L’attivista Daemi e il Premio Nobel: “Io e lei insieme in cella contro il regime”

La famosa attivista iraniana racconta della sua esperienza con Narges Mohammadi, appena nominata dalla commissione di Stoccolma

Atena Daemi e Narges Mohammadi, dissidenti, prigioniere nel carcere di Evin, a Teheran, e amiche e sorelle per sempre. Per gli studenti e i giovani in Iran quel carcere è chiamato l’università, per le tante persone che ci sono da attivisti, professori, intellettuali, artisti, operai, studenti. E Atena e Narges ne facevano parte e lì hanno stretto un’amicizia perenne. “Cantavamo, ballavamo, parlavamo e litigavamo anche sulle cose politiche“, spiega Atena Daemi, tra le più note attiviste per i diritti umani in Iran. Per il suo impegno contro la pena di morte e le violazioni dei diritti umani è stata 7 anni in prigione.

L'attivista
L’attivista iraniana Atena Daemi (Facebook Notizie.com)

E la decisione di assegnare il Premio Nobel a Narges ha reso Atena euforica e felice “Narges è una donna coraggiosa e determinata. Questo premio tiene alta la voce e la richiesta di giustizia del movimento Donna, Vita, Libertà. Aumenterà le speranze degli iraniani di conquistare la libertà e il rispetto dei diritti umani”.

L'intesa
Il premio Nobel per la paca Narges Mohammadi (Ansa Notizie.com)

Il loro primo incontro, Atena lo ricorda bene, è successo quando erano in carcere tutte e due: “Nell’aprile 2015, ero detenuta a Evin, lei fu arrestata e portata nella nostra cella. Sono stata in prigione con lei per più di 4 anni. Lì e dopo il mio rilascio abbiamo condiviso un pezzo importante del nostro attivismo politico e civile. Narges è una donna determinata e gioiosa, e anche se ho criticato alcune delle sue convinzioni per me è una buona amica”.

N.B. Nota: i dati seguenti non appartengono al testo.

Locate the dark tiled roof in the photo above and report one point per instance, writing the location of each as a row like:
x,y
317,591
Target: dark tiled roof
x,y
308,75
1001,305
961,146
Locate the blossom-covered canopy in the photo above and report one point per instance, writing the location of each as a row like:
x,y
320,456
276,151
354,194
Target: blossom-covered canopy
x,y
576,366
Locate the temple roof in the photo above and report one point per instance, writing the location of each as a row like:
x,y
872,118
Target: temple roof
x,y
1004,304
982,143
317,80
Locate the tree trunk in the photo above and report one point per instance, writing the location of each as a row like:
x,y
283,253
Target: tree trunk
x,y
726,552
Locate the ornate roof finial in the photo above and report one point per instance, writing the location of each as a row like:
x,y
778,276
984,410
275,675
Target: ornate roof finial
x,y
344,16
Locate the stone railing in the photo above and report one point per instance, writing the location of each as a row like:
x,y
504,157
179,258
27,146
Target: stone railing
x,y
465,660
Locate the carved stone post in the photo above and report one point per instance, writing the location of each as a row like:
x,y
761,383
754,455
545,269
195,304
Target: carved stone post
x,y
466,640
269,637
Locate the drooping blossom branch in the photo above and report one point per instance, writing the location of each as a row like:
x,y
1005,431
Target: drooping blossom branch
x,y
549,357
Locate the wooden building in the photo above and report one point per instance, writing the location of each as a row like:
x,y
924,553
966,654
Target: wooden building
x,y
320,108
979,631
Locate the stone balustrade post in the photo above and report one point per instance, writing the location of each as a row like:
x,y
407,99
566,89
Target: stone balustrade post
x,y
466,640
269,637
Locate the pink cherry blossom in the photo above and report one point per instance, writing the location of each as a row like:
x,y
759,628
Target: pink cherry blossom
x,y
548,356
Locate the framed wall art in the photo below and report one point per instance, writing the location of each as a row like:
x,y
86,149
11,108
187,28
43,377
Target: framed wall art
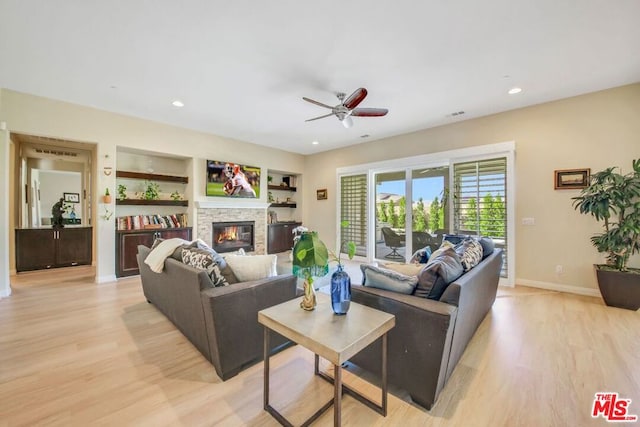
x,y
571,179
321,194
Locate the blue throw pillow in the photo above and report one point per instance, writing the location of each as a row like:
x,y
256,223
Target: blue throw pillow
x,y
487,246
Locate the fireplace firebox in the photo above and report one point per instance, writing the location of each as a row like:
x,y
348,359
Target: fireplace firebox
x,y
231,236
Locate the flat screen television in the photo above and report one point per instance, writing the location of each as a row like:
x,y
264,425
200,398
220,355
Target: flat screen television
x,y
226,179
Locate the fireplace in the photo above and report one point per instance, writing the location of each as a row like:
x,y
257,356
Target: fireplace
x,y
231,236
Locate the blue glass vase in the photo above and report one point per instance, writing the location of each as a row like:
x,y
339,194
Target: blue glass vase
x,y
340,291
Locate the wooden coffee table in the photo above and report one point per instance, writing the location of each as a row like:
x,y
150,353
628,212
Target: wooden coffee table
x,y
334,338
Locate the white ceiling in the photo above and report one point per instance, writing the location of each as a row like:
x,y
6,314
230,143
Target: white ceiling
x,y
242,67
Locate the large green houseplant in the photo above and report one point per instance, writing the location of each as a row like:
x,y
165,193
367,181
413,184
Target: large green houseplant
x,y
613,198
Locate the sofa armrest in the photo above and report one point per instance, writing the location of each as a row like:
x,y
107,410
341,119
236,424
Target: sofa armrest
x,y
231,314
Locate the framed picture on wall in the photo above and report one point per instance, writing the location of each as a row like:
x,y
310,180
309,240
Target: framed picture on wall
x,y
571,179
71,197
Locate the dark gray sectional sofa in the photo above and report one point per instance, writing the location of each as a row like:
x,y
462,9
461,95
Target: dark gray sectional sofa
x,y
430,335
221,322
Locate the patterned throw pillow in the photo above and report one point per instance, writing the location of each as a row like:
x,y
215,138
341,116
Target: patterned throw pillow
x,y
382,278
203,259
470,252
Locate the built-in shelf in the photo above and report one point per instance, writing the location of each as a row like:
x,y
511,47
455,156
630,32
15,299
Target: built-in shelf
x,y
140,202
280,187
152,176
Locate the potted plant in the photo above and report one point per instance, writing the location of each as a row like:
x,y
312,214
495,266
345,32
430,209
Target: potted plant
x,y
614,199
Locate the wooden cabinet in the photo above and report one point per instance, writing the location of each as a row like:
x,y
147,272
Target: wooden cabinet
x,y
38,249
280,237
127,242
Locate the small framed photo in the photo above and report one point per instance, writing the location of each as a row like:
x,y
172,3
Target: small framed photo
x,y
571,179
321,194
71,197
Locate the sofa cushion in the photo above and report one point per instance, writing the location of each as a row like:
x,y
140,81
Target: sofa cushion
x,y
441,270
470,252
382,278
421,256
202,259
252,267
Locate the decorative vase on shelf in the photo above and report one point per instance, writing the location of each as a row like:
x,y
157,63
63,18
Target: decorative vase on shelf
x,y
340,291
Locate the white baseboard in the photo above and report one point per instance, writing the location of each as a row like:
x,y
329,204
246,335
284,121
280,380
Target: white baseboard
x,y
106,279
590,292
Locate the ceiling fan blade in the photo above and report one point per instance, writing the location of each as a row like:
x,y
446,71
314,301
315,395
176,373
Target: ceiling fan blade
x,y
319,117
369,112
317,103
347,122
355,98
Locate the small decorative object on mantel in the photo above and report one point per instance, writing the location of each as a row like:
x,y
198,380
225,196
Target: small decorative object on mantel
x,y
310,259
151,191
56,214
321,194
122,192
571,179
612,198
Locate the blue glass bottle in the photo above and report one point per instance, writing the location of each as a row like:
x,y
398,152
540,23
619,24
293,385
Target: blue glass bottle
x,y
340,291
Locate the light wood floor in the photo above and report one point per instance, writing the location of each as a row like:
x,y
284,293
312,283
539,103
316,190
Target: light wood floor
x,y
73,353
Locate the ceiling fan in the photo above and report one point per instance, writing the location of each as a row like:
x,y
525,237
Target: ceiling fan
x,y
347,108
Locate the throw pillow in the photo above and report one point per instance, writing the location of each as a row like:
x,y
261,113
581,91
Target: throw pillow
x,y
202,259
438,273
487,246
406,269
381,278
470,252
252,267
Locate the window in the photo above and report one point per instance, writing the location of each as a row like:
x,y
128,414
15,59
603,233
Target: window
x,y
480,200
353,208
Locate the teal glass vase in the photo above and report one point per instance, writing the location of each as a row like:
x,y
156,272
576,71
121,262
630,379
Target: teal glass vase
x,y
340,291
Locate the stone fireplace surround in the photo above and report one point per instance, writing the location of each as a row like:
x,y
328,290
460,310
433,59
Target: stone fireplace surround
x,y
206,215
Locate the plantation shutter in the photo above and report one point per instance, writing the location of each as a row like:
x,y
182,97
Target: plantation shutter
x,y
353,208
480,201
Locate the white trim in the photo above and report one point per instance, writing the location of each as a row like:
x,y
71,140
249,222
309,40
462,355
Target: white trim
x,y
559,287
106,279
235,204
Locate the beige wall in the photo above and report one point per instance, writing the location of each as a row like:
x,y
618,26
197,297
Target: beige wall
x,y
45,117
590,131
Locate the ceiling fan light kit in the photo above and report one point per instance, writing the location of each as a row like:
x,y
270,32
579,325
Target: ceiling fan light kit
x,y
347,108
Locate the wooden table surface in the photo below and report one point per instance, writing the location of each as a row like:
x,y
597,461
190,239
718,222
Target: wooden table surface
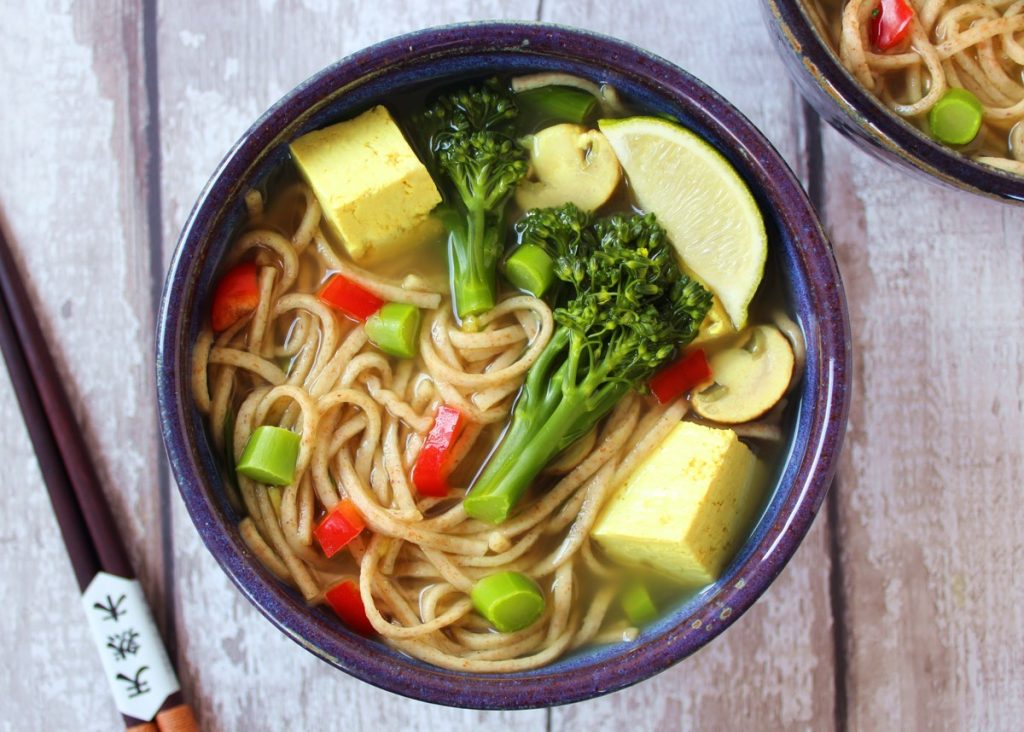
x,y
901,610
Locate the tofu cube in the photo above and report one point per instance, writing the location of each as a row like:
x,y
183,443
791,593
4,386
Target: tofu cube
x,y
375,192
687,508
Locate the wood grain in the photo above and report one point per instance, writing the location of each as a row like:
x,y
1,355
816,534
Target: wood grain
x,y
218,71
931,515
929,510
72,182
774,669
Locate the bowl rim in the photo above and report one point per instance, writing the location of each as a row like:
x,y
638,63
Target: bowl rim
x,y
877,124
813,474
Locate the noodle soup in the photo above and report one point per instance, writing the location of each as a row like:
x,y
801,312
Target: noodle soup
x,y
454,408
952,68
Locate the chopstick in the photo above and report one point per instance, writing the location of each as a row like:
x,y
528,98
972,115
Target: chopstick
x,y
141,678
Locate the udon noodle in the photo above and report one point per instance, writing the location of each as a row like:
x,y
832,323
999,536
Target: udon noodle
x,y
977,46
363,423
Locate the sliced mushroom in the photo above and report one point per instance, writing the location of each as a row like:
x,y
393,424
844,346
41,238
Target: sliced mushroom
x,y
717,325
568,163
749,380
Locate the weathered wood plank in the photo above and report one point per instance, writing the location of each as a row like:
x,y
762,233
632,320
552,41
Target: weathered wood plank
x,y
219,69
931,514
774,669
73,183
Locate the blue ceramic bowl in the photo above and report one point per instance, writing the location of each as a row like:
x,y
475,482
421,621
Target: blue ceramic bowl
x,y
800,250
856,113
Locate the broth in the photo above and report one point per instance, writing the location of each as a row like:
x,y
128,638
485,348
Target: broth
x,y
420,580
972,46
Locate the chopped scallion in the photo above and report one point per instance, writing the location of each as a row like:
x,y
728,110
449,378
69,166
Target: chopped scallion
x,y
270,456
509,600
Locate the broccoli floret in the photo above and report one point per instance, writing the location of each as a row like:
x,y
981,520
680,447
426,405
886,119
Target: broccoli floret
x,y
624,309
472,151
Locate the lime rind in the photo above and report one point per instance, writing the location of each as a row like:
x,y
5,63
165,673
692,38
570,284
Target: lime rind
x,y
704,204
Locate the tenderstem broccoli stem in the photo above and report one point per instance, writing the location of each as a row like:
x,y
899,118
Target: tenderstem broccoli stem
x,y
553,412
473,286
518,462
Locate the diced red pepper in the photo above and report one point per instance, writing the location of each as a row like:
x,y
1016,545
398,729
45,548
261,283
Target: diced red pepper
x,y
435,462
339,527
237,296
353,300
676,379
890,24
345,600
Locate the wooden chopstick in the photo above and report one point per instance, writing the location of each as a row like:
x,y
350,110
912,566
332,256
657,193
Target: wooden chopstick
x,y
93,544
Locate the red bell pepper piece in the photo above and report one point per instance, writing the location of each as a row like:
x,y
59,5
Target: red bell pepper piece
x,y
237,296
353,300
890,24
339,527
435,462
676,379
345,600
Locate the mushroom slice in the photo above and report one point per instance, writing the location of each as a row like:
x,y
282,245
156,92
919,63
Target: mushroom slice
x,y
749,380
568,163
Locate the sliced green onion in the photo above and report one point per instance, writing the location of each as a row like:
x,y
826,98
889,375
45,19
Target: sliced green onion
x,y
547,104
269,456
510,601
395,329
955,118
640,609
530,268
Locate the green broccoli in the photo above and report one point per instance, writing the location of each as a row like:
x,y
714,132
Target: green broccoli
x,y
472,149
623,309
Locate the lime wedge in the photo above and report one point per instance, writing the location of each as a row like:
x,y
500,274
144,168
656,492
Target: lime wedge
x,y
701,202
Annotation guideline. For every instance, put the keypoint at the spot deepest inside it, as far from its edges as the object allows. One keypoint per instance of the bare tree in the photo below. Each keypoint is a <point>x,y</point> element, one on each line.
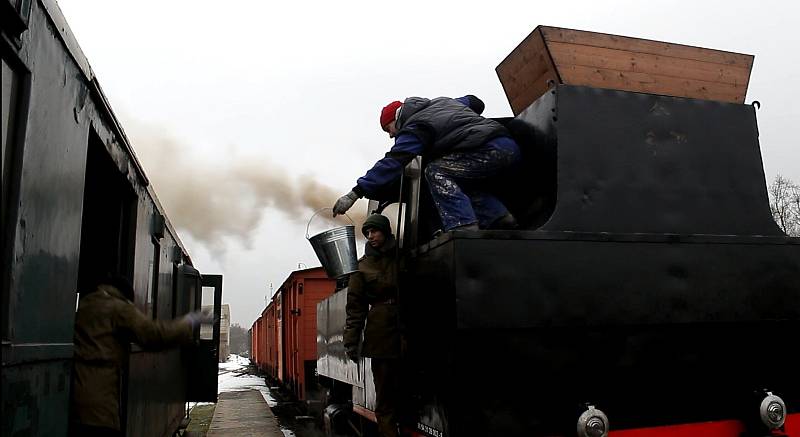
<point>784,202</point>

I giorni nel carcere di Evin sono stati molto duri, ma allo stesso tempo per l’amicizia che è nata anche particolari e intensi, paradossalmente per il loro incontro, unici. “Abbiamo cantato canzoni e ballato insieme, cercavamo di rallegrare gli animi delle nostre compagne di prigionia, organizzavamo proteste e sit-in. Per questo motivo una volta ci fu data una ulteriore condanna rispetto a quella che già stavamo scontando. Leggevamo libri sui diritti delle donne e sulla storia delle lotte femminili nel mondo, parlavamo di politica e ci confrontavamo anche da posizioni diverse”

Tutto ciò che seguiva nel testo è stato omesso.